The New Charter of Farmers Rights under negotiation with the Department of Agriculture currently must remove the unnecessary stress for farm families associated with farm inspections and ensure that farmers are treated with respect, according to IFA Deputy President Tim O’Leary.
Speaking at the IFA AGM in Dublin this week, O’Leary said the Minister for Agriculture Simon Coveney must insist that the new Charter of Farmers’ Rights, currently under negotiation with the Department of Agriculture, is a substantial improvement on the existing Charter and addresses all of the key issues affecting direct payments, schemes and other services to farmers.
The IFA Deputy President said IFA has put forward detailed submissions to the Department of Agriculture setting out farmer demands across all areas under a New Charter.
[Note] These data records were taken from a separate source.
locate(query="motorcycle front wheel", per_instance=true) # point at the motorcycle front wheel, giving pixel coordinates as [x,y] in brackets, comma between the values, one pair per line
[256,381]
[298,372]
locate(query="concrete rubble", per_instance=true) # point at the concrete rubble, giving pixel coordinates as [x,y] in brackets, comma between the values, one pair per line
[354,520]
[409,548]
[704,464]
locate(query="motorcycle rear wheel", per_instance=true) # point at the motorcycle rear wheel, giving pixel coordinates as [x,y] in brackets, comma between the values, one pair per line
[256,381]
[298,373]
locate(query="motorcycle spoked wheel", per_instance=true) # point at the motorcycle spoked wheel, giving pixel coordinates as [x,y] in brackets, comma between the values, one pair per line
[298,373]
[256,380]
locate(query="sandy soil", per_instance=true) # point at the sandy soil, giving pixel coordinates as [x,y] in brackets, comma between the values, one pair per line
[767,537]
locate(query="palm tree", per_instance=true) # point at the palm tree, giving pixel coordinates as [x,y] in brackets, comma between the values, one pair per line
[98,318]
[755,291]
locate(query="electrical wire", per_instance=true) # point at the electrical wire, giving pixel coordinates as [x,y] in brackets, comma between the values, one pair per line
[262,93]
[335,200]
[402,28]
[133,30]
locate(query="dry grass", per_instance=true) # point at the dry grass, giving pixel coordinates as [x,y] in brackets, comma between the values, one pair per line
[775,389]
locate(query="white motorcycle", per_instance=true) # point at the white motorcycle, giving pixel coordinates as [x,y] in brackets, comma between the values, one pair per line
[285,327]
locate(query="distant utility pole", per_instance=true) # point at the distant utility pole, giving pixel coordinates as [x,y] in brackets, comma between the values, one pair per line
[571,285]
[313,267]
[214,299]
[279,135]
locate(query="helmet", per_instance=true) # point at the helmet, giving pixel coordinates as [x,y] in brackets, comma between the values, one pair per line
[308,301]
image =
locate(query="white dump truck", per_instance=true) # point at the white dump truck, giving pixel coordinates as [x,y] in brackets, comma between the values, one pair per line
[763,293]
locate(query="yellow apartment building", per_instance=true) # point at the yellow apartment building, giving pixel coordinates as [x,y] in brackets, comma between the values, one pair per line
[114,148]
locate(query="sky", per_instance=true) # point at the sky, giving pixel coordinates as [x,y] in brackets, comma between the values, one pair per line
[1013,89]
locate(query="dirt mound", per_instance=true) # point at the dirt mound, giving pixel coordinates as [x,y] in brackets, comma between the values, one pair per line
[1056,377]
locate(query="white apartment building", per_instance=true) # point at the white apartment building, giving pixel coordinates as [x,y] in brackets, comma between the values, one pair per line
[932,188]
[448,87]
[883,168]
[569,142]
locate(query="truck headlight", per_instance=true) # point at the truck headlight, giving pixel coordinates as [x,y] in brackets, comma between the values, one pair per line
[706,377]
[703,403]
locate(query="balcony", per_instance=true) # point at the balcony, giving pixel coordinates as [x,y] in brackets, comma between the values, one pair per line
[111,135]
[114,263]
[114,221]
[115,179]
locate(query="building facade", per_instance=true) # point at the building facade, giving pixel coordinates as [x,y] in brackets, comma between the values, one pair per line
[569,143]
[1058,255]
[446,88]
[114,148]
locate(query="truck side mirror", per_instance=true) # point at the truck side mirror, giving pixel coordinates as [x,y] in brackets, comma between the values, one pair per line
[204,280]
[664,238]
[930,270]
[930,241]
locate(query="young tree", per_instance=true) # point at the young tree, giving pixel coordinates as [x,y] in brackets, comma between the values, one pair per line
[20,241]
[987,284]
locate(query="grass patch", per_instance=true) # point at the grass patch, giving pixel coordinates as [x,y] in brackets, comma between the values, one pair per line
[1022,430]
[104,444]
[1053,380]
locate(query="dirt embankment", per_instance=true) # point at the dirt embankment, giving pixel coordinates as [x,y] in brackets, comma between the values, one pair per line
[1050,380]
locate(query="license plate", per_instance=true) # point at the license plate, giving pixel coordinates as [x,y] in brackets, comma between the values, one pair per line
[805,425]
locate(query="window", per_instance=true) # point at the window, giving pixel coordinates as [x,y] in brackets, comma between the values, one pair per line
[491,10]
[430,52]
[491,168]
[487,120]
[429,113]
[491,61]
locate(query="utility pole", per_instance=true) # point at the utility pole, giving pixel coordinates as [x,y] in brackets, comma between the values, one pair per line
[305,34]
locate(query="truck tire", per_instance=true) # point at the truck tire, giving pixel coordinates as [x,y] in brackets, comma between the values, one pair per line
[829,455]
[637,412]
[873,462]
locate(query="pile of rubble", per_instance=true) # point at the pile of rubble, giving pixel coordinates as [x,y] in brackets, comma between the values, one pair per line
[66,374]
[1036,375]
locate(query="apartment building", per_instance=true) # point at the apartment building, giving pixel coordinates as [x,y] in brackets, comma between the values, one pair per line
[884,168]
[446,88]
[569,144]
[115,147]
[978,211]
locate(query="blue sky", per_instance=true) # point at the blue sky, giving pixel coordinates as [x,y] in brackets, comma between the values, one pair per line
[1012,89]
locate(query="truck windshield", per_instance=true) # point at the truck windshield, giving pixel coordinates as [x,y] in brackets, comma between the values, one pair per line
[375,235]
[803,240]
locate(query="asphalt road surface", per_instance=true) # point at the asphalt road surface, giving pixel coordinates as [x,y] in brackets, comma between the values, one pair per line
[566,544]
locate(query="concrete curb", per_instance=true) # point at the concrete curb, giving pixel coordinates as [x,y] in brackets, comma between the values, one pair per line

O’Leary said IFA is insisting that the New Charter of Farmers Rights include the following key provisions:
- a reduction in the number of inspections and elimination of duplication;
- a clear right for the farmer to separate the no-notice elements of an inspection and be given 48 hours or 14 days’ notice of the remainder;
- implementation of a new yellow card system;
- higher tolerances;
- fair and effective animal health schemes;
- an effective appeals system; and,
- the delivery of payments on time, within the deadlines set down.
The IFA Deputy President said the New Charter must be farmer-friendly, written in farmer language and helpful in removing the unacceptable stress and agitation around the inspection process for farmers.
“The New Charter must deliver a meaningful and positive impact for both farmers and the Department of Agriculture on the delivery of direct payments, farm schemes and services,” he said.